Ngu Lock-Hock, Ong Peitee Winnie, Leong Huey Yin, Chew Hui Bein
Genetics Department, Hospital Kuala Lumpur, Malaysia.
Mol Genet Metab Rep. 2017 May 11;12:28-32. doi: 10.1016/j.ymgmr.2017.05.002. eCollection 2017 Sep.
Mucopolysaccharidosis (MPS) II or Hunter syndrome is a chronic, progressive, multi-systemic illness associated with significant morbidity and early mortality. Available evidence in Asian populations shows that Hunter syndrome has a mean age of onset of 2 to 5 years and a life expectancy of 13 years in more severely affected individuals, with respiratory failure reported as the leading cause of death. Enzyme replacement therapy (ERT) with idursulfase (Elaprase, Shire Pharmaceuticals) and idursulfase beta (Hunterase, Green Cross Corp) are the only approved treatment for patients with MPS II. While these agents have the same amino acids, they have different glycosylation patterns because they are produced in different cell lines via different manufacturing processes. In previous studies, the beneficial effects of idursulfase beta have been confirmed in patients up to 35 years of age, without serious treatment-related safety concerns. The major drawbacks associated with ERT include the potential development of serious infusion-related anaphylactic reactions and up to 50% of treated patients develop anti-IDS antibodies. Here we report the case of a 13-year-old Malaysian patient with attenuated MPS II who developed troublesome infusion-associated reactions while receiving idursulfase treatment but tolerated and responded favorably to idursulfase beta.

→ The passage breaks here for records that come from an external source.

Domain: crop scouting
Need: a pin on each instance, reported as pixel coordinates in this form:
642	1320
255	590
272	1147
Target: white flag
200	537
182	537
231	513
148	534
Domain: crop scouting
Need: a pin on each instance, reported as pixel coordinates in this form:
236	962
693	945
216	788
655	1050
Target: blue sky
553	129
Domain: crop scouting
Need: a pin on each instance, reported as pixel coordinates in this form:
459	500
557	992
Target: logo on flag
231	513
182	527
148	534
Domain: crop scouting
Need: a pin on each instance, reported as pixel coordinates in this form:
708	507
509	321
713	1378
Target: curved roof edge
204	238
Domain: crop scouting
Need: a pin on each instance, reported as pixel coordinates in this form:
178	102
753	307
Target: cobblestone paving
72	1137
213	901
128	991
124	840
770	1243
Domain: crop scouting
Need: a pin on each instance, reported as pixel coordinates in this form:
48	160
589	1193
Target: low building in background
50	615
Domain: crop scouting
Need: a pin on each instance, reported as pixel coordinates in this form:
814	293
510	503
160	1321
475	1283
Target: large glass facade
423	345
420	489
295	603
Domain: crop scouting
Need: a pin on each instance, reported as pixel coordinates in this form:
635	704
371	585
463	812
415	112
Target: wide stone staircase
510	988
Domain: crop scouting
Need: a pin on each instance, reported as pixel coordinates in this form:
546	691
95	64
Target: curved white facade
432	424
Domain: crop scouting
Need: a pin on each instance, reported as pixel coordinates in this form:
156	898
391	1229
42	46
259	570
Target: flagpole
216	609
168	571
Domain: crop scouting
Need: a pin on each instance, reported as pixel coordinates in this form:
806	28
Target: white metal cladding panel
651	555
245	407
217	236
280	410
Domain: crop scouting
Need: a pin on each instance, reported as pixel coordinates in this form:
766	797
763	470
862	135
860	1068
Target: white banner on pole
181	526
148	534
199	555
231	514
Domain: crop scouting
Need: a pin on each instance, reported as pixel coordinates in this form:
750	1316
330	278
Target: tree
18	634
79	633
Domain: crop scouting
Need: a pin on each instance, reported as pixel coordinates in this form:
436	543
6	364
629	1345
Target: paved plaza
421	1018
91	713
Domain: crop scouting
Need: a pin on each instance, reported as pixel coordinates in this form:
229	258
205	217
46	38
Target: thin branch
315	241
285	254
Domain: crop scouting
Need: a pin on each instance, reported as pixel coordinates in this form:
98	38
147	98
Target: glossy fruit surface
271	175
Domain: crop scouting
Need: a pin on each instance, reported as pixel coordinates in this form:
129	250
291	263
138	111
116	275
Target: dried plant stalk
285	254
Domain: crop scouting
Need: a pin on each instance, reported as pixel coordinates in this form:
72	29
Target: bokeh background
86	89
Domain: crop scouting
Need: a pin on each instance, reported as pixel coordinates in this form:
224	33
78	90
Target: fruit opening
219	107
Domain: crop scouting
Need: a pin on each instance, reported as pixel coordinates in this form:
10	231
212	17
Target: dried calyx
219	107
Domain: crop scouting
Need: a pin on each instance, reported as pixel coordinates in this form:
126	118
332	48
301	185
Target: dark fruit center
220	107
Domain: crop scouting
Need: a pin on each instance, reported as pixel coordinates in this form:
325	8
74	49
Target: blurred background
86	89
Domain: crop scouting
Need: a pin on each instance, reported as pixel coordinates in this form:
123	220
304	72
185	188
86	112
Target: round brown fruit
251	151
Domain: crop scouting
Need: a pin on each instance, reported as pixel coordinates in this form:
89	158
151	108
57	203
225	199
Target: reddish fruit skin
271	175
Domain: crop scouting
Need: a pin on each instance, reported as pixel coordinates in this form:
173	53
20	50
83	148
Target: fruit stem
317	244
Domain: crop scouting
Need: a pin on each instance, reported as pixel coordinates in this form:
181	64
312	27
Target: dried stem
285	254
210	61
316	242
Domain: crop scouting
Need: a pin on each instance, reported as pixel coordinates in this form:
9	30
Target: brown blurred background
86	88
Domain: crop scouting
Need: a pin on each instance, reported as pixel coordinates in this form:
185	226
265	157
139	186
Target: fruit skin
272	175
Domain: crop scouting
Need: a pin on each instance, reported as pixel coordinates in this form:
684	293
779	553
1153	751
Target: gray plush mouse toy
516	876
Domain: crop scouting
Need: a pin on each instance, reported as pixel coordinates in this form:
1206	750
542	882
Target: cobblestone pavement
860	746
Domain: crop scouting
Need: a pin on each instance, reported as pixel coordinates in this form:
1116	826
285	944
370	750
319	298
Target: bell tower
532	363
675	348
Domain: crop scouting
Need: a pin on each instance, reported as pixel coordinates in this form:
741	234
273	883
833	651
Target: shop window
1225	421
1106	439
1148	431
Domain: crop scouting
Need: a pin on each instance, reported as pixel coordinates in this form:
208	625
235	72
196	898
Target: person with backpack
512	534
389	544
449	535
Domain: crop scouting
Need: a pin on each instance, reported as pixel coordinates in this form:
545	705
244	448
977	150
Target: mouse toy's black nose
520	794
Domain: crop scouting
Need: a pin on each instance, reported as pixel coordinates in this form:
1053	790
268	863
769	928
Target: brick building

黏多糖贮积症II型(MPS II)或亨特综合征是一种慢性、进行性、多系统疾病,伴有严重的发病率和早期死亡率。亚洲人群的现有证据表明,亨特综合征的平均发病年龄为2至5岁,病情较重的患者预期寿命为13岁,据报告呼吸衰竭是主要死因。用艾度硫酸酯酶(爱而赞,夏尔制药公司)和艾度硫酸酯酶β(亨特酶,绿十字公司)进行酶替代疗法(ERT)是唯一被批准用于治疗MPS II患者的方法。虽然这些药物具有相同的氨基酸,但它们的糖基化模式不同,因为它们是通过不同的生产工艺在不同的细胞系中产生的。在先前的研究中,艾度硫酸酯酶β对35岁以下患者的有益效果已得到证实,且没有严重的治疗相关安全问题。与ERT相关的主要缺点包括可能发生严重的输液相关过敏反应,高达50%的接受治疗的患者会产生抗IDS抗体。在此,我们报告一例13岁马来西亚MPS II轻症患者的病例,该患者在接受艾度硫酸酯酶治疗时出现了麻烦的输液相关反应,但对艾度硫酸酯酶β耐受且反应良好。